Oui, en effet. Malaïka est une maison d'édition orientée vers l'Afrique dans sa ligne éditoriale mais ouverte à tous, hommes, femmes, Africains et autres. Le premier critère d'appréciation est que l'œuvre porte sur l'Afrique mais ce n'est pas un critère suffisant non plus. Nous ne publions pas n'importe quoi parce que ça parle d'Afrique ou que ça vient de femmes africaines. Nous sommes fermement ancrées dans la ligne de l'excellence et ne publions pas de livres pour le plaisir de publier. Au premier Marché africain de la poésie en Afrique (MAP en mars 2005), de nombreuses poétesses africaines étaient présentes et le colloque à l'Université de Ouagadougou a été une occasion formidable de rencontres entre étudiants, étudiantes et les écrivains de pays d'Afrique, du Canada, des états-Unis et de la France. Il est toujours très difficile d'organiser ce genre d'évènements en Afrique quand on n'est pas sur place. Cela coûte très cher et les gens s'imaginent que vous venez avec des malles pleines d'argent dans vos bagages. Cette première édition du MAP a été entièrement autofinancée.

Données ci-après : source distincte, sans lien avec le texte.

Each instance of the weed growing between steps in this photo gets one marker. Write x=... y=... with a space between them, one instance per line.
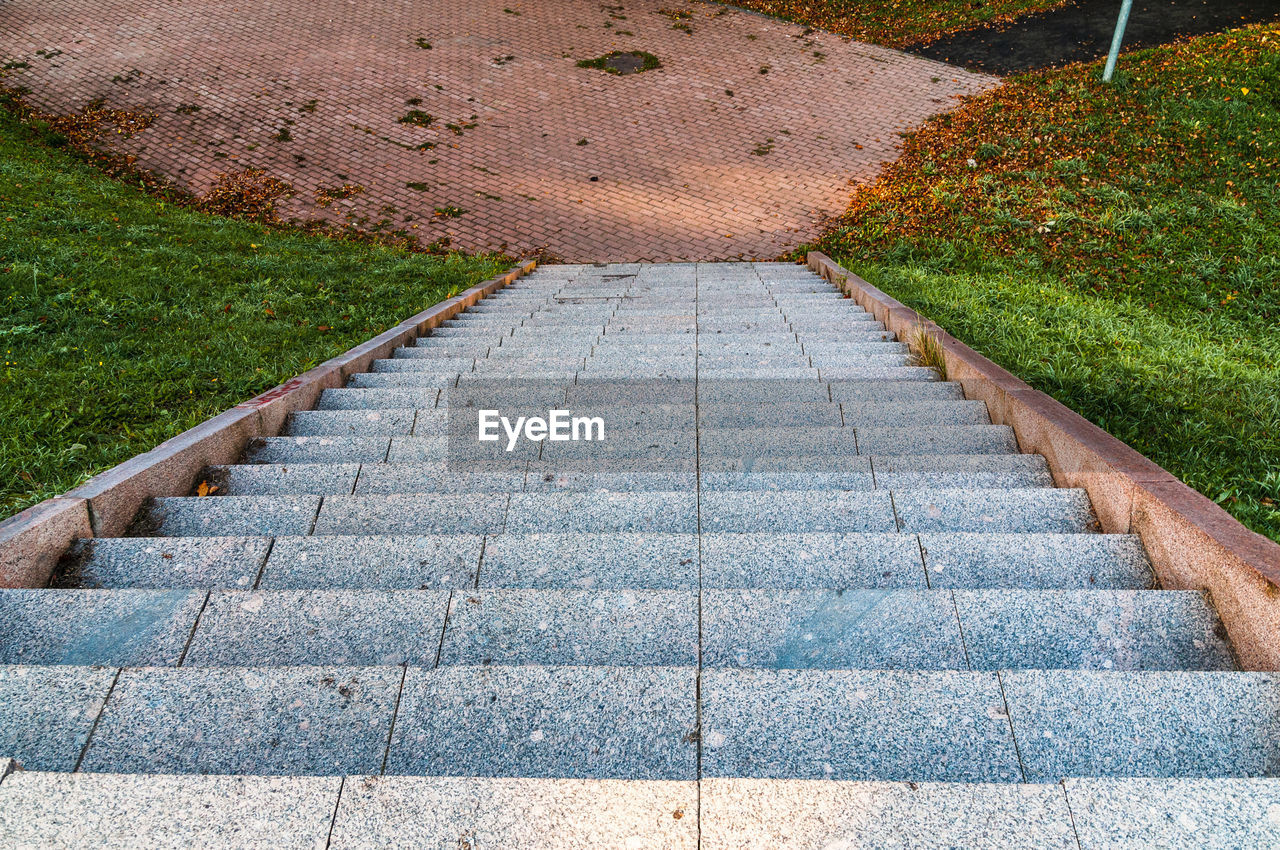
x=1116 y=247
x=127 y=320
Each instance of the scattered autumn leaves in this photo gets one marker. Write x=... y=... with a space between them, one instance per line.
x=897 y=23
x=1041 y=164
x=250 y=195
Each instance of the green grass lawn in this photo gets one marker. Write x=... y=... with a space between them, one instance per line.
x=127 y=320
x=1116 y=247
x=896 y=23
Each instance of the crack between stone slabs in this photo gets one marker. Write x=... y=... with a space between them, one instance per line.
x=186 y=647
x=315 y=519
x=964 y=645
x=391 y=730
x=484 y=540
x=698 y=505
x=261 y=567
x=337 y=804
x=506 y=510
x=97 y=720
x=444 y=627
x=1075 y=831
x=924 y=565
x=1009 y=720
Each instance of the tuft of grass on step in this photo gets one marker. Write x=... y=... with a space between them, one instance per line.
x=126 y=320
x=1115 y=246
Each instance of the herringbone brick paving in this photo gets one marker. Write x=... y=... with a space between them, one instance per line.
x=737 y=146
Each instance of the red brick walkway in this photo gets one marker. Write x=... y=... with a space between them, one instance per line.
x=737 y=146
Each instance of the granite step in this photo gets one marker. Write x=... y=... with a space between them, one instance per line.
x=1133 y=630
x=397 y=396
x=924 y=726
x=643 y=722
x=323 y=423
x=1079 y=814
x=1033 y=510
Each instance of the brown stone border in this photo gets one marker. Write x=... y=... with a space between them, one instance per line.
x=1192 y=542
x=32 y=540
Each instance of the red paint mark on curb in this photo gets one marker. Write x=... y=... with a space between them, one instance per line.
x=272 y=394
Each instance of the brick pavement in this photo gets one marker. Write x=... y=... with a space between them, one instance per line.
x=737 y=146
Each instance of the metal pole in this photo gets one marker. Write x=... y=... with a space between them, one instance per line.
x=1121 y=22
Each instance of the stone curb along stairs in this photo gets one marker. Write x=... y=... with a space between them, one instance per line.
x=824 y=599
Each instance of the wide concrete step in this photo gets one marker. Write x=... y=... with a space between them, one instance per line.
x=963 y=630
x=234 y=812
x=1037 y=510
x=832 y=561
x=1027 y=510
x=378 y=423
x=643 y=722
x=1079 y=814
x=767 y=629
x=1020 y=726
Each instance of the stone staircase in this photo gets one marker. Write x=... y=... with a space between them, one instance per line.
x=805 y=595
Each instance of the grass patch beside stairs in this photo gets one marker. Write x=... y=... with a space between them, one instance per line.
x=1115 y=246
x=127 y=320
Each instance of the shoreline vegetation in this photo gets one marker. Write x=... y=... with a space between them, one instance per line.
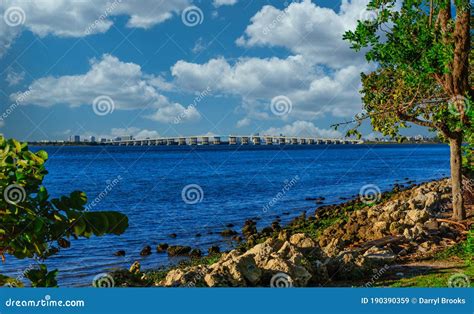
x=401 y=238
x=366 y=142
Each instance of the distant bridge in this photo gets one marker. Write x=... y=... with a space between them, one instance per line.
x=232 y=140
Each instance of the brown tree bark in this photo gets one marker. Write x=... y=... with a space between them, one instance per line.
x=455 y=143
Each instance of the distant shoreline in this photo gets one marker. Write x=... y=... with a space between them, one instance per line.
x=226 y=144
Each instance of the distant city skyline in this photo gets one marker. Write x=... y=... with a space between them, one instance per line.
x=180 y=67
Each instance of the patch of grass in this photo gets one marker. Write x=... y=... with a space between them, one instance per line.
x=434 y=280
x=457 y=250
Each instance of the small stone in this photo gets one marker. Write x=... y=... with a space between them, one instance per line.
x=178 y=250
x=214 y=250
x=162 y=247
x=135 y=268
x=195 y=253
x=146 y=251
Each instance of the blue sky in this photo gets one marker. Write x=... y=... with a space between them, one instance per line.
x=143 y=68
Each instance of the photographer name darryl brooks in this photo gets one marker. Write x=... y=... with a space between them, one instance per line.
x=436 y=301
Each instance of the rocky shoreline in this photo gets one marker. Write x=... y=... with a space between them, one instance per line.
x=344 y=244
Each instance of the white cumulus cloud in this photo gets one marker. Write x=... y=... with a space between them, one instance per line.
x=125 y=83
x=303 y=128
x=218 y=3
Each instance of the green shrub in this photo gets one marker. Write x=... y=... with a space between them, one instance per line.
x=32 y=225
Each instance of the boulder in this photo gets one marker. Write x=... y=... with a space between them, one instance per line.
x=162 y=247
x=190 y=277
x=195 y=253
x=378 y=255
x=146 y=251
x=179 y=250
x=214 y=250
x=415 y=216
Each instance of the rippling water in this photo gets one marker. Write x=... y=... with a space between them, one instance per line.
x=237 y=183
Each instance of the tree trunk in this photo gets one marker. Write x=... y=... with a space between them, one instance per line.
x=459 y=212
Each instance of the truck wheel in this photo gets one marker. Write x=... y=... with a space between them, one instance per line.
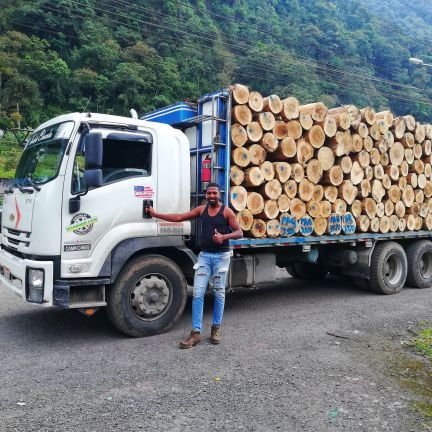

Je n'ai bénéficié d'aucune subvention extérieure et j'ai tout payé de ma poche. Cela a été un franc succès dont je suis encore fière même si j'ai récolté de la part de certains de mes compatriotes et anciens profs des critiques diffamatoires qui m'ont un peu, sinon beaucoup déçue. Mais j'ai une philosophie de vie qui me pousse toujours à foncer droit devant moi et à ne pas regarder en arrière. Je fais comme les Anglais: « Let them say » et je continue ma route. Il en faut plus pour me décourager. La vie est un combat de tous les jours et je me définis comme une survivante. Je survivrai toujours à tout grâce à Dieu en qui je crois de toutes mes forces.
Quels sont vos projets ?
Finaliser mon premier film documentaire Sèbèko sur la vie d'esclavage des domestiques africaines au Canada, publier mon premier roman, Zaamê, lancer les collections Jeunesse, Spiritualités et Musiques d'Afrique (portraits de musiciens engagés du continent) de Malaïka.
Un dernier mot ?
Soyons fiers d'être Africaines et Africains. Valorisons nos richesses culturelles et humaines. Transmettons à nos enfants la mémoire des femmes Debout. Rendons à nos ancêtres comme Yennenga l'hommage qui leur est dû et que l'égalité entre femmes et hommes ne demeure pas un vain mot.